# Coded Driveway Protection



## rogerab (Sep 26, 2002)

What is Coded Driveway Protection?.
Is the alarm system included with the 2003 300i as standard?.
If not will the red clowns nose alarm flash without an alarm system?.


----------



## rogerab (Sep 26, 2002)

*330i not 300i*

Ooops, I should have said 330i.


----------



## Canuck BMW (Aug 9, 2002)

Rogerab

This refers to the special "chip" in the keys. This chip ensures that the car cannot be started any other way. The ignition cylinder has a "ring antenna" that reads the chip and will not allow the car to start without it.

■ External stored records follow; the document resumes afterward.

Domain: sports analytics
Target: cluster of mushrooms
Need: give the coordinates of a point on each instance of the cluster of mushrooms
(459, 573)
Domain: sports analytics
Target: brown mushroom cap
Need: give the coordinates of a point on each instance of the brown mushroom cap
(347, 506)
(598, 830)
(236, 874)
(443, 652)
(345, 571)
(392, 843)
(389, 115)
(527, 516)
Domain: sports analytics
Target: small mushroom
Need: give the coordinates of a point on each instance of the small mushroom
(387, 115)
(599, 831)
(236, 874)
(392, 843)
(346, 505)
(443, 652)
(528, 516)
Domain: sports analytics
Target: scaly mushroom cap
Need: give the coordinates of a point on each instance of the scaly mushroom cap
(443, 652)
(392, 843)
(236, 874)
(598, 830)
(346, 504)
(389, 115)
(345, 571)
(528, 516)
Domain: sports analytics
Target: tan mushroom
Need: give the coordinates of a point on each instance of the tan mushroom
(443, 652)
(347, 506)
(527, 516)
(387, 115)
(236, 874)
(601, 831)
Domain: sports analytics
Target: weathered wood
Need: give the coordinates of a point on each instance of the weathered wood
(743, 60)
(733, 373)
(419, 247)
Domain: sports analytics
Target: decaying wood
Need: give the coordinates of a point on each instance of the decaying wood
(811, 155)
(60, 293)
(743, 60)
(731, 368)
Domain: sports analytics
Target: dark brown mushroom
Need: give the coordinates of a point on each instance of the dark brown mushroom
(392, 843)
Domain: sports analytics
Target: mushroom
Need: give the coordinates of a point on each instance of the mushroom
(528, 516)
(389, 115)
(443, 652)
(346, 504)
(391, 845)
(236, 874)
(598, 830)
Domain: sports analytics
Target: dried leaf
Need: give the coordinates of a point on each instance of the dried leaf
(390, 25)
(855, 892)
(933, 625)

The car alarm is NOT standard, although the alarm module and door, hood and trunk "pins" are included. The siren, motion sensor and tilt sensor are what must be bought separately (about $420CDN plus tax). Then you have to get the dealer to program it.
Also, there is NO Shock Sensor, but you can buy one from DEI and attach it to the Hood Pin. This sensor is about $54CDN plus tax, and can be ordered from from an Ottawa alarm dealer, or you can check with dealers in Winnipeg. There is also a place that our US friends order from (Audio Warehouse, NJ - $18US). I ordered from both locations and the price is about the same when you add in exchange, shipping and customs broker fees. 

The clown nose CAN be set (via dealer programming again) to blink (as can the lights) WITHOUT the alarm kit being present, because the alarm module is built into the car. You just won't hear any confimation beeps because that is provided by the siren.


----------